Court order affecting working capital of GST appealing businesses

Court order affecting working capital of GST appealing businesses

New Delhi, October 16 (IANS) In what may affect the working capital of taxpayers considering appealing against GST claims, it had now been held that anyone seeking redress against an indirect tax ruling should make a pre-deposit in cash and not by debiting an electronic credit register.

Recently, the Bench Division of the High Court of Orissa ruled that the pre-filing when filing an appeal under Article 107 (6) of the Central Product Tax Act 2017 and services (CGST Law) cannot be carried out by debiting the electronic credit. General ledger (ECRL). The pre-deposit payment must be made by debiting the Electronic Cash Ledger (ECL) in accordance with Article 49 (3) of the CGST Law read with Rule 85 (4) of the Central Product Tax Rules and services, 2017 (CGST rules).

This is because this ordinance requires taxpayers to pay the pre-filing amount (i.e. 10 percent of the disputed tax) in cash by transferring money from the Electronic Ledger (ECL) for any dispute. tax raised by them. This would mean more cash outflows, leaving little room for working capital requirements.

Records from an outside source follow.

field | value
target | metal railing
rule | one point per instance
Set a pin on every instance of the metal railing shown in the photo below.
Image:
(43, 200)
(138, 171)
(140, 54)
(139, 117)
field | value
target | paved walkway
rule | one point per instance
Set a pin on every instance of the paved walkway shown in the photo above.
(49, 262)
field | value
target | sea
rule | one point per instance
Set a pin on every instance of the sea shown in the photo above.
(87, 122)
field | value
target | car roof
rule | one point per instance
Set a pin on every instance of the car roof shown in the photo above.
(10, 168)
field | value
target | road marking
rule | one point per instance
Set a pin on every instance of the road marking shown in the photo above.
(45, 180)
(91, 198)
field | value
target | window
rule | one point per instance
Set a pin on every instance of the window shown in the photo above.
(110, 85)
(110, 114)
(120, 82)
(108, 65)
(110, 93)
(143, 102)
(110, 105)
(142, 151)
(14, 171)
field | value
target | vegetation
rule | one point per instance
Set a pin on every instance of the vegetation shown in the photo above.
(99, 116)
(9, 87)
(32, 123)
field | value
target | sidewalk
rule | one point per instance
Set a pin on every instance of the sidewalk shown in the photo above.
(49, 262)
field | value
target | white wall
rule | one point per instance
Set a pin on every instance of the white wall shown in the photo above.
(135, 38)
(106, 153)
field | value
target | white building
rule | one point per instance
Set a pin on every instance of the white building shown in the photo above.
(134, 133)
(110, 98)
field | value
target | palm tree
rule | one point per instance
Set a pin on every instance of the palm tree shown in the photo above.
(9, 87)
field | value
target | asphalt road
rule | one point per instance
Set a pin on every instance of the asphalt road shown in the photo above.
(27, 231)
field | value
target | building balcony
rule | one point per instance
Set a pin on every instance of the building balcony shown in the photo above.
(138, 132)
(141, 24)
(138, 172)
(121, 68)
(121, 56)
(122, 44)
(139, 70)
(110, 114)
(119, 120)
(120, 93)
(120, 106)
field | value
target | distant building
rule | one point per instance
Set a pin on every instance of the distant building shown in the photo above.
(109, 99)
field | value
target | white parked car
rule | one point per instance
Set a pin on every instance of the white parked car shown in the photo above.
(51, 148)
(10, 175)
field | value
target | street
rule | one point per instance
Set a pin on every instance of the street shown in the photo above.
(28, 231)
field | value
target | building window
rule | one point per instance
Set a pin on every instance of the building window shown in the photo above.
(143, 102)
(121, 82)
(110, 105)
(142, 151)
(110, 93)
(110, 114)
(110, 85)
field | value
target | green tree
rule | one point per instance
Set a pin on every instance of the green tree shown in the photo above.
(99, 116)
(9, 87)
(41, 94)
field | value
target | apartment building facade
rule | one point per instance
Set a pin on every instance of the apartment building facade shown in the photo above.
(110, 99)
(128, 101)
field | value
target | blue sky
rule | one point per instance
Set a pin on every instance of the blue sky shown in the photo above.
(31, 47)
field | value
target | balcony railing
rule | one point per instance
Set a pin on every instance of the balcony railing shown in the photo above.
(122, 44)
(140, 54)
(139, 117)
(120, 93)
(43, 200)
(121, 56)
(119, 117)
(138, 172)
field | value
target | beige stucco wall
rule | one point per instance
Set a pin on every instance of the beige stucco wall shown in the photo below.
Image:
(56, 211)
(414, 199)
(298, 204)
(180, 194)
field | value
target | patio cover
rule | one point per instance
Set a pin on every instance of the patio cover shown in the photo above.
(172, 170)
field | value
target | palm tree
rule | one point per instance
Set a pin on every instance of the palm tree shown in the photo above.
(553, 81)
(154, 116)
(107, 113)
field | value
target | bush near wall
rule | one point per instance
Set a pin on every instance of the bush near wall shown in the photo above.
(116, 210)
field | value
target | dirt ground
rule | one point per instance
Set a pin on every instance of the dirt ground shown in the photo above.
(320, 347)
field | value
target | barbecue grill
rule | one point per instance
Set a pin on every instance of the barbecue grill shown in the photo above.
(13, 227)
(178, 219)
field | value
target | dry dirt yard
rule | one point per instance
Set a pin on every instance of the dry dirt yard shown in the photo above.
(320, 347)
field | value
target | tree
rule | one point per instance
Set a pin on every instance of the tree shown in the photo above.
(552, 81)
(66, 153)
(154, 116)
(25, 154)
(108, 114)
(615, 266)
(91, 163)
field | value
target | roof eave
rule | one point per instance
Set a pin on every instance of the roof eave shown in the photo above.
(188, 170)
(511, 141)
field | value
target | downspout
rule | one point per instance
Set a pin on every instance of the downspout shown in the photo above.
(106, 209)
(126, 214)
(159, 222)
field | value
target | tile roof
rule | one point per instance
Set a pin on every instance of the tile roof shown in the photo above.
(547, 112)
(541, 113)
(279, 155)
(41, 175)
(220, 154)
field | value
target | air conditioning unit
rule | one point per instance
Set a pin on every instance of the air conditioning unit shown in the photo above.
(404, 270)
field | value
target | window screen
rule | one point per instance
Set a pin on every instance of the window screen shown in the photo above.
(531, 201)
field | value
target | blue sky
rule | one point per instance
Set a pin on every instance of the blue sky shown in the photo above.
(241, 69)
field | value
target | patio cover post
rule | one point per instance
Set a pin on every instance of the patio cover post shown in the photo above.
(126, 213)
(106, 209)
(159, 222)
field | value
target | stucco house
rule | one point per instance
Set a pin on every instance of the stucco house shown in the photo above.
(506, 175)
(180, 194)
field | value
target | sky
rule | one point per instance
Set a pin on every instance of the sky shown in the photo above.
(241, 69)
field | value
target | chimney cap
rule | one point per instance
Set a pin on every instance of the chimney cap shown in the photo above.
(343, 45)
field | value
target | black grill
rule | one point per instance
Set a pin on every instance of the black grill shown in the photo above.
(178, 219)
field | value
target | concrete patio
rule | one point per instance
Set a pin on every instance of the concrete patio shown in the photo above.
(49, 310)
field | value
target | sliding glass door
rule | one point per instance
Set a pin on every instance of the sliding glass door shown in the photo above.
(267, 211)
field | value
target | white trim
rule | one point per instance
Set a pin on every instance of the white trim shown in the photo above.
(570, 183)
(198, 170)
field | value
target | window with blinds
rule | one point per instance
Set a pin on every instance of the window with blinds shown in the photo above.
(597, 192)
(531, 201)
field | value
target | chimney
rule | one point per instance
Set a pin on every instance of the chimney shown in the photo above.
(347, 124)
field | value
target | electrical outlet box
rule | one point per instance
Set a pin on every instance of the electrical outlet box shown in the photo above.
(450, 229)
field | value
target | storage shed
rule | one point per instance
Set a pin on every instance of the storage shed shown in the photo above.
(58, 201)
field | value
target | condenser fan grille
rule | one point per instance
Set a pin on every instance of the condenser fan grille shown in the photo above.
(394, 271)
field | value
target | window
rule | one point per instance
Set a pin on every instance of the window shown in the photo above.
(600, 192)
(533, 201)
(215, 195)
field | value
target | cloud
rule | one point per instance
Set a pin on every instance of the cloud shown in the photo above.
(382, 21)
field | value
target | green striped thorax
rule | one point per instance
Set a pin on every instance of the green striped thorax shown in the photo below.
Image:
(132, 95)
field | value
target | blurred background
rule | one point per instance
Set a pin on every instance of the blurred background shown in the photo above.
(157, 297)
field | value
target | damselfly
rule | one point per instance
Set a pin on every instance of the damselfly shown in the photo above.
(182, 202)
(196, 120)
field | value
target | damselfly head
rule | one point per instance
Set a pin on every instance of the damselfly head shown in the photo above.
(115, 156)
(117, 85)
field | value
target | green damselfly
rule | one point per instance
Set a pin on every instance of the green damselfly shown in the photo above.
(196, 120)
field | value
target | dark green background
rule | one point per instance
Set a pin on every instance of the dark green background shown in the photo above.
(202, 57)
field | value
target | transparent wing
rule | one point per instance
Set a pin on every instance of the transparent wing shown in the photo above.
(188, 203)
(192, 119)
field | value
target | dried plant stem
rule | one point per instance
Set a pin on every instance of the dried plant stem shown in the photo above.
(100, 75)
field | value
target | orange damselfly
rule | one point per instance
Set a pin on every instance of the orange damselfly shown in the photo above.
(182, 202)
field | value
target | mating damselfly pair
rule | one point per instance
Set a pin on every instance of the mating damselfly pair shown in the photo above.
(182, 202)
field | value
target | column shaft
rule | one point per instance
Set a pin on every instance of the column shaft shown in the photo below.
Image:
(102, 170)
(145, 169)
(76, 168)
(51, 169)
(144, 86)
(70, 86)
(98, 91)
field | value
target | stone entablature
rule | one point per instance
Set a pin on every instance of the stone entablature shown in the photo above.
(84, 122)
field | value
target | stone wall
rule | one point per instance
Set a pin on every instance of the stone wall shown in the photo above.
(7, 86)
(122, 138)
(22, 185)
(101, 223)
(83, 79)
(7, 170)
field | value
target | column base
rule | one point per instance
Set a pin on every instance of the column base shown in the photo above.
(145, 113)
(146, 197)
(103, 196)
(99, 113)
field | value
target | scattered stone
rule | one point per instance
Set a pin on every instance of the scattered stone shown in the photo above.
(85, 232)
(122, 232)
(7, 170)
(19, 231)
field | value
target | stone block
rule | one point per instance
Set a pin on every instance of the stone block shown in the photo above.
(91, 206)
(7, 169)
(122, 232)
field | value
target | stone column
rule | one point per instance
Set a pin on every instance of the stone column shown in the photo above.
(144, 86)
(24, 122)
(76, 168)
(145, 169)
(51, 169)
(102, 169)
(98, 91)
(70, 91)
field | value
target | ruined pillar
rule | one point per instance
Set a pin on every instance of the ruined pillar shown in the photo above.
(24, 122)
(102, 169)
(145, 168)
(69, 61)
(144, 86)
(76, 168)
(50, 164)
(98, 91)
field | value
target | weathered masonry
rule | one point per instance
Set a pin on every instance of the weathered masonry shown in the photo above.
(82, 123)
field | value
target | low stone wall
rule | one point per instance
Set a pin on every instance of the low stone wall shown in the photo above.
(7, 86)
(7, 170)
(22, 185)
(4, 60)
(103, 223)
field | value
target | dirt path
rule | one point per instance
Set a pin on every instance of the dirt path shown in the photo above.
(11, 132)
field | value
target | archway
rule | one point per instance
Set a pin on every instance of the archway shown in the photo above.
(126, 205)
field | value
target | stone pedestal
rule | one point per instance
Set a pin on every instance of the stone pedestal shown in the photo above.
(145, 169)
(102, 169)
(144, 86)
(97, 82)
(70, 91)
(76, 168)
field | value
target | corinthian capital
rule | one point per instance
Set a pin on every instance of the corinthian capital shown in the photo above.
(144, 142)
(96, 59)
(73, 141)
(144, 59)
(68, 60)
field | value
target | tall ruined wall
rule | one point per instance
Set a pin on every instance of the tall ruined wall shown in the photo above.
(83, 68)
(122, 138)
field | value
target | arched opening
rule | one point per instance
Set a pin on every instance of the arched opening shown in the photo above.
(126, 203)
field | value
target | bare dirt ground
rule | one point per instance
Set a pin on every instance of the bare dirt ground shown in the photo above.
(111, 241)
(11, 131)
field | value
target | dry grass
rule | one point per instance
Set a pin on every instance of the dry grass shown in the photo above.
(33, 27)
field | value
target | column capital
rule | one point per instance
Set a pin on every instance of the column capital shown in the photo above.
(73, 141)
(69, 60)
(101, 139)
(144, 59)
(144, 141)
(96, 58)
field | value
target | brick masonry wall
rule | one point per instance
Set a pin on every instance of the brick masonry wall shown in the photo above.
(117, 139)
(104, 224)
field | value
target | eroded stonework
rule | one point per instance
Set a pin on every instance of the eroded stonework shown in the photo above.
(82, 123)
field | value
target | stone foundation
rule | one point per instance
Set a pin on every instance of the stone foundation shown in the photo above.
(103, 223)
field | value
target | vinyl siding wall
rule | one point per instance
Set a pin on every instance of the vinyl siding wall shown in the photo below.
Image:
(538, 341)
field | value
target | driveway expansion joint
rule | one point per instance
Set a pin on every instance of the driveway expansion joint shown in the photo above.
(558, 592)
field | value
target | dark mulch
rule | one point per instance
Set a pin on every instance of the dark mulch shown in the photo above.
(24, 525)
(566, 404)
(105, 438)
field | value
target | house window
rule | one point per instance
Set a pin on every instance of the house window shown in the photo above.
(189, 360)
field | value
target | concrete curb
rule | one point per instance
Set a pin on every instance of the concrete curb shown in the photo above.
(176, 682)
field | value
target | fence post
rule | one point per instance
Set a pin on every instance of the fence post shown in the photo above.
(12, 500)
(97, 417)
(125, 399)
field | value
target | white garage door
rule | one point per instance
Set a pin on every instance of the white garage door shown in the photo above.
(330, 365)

In the event that this went to the High Court of Orissa, the revenues raised GST claims as well as interest on the petitioners, who were engaged in the performance of the works contract. The claimant filed an appeal and made an advance deposit payment (i.e. 10 percent of the disputed fee) for the appeal filing, using the ECRL balance. The tax authorities dismissed the appeal and considered it to be defective, pointing out that the responsibility for the pre-deposit can only be discharged by debiting ECL.

The petitioner’s claim was that any output tax payment can be made through ECRL. Since the pre-filing can be interpreted as a percentage of the output tax, it can be paid by debiting the ECRL.

The Ministry of Revenue argued that the CGST Act specifically provides that the ECRL can be used for the payment of output tax. However, the pre-deposit to be made cannot be equated with the output tax to be paid. The input tax credit can only be used to pay the “self-assessed output tax as declared”.

The High Court accepted this assertion and observed that the pre-filing cannot be equated with an “exit tax” and that the restriction in Section 41 (2) of the CGST Act limits the use of the register. credits to make a pre-deposit. . The High Court rejected the applicant’s contention that the provision of Section 107 (6) of the CGST Act was considered a “machinery provision”.

Accordingly, the decision of the Appeals Authority that the pre-filing cannot be made by debit from the ECRL was confirmed.

The petitioner claimed that he would make the payment by debiting the ECL, but that he should be allowed to reverse the debit from the ECL. The High Court observed that this was a separate cause of action for which the petitioner should independently seek an appropriate remedy. The Court ruled that the completion of a pre-deposit is not subject to the cancellation of the debit entry in the ECRL.

This is an important decision which categorically holds that the pre-filing of taxes for the filing of an appeal must necessarily be carried out by direct debit on ECL. This goes against the understanding of the industry and the practice followed by taxpayers to pre-deposit into the GST system. Under the old indirect tax laws, payment of a pre-deposit was allowed by debit from the Cenvat credit account.

This decision is of great importance since it affects the working capital of taxpayers preferring calls, especially in the case of taxpayers who have a huge credit build-up.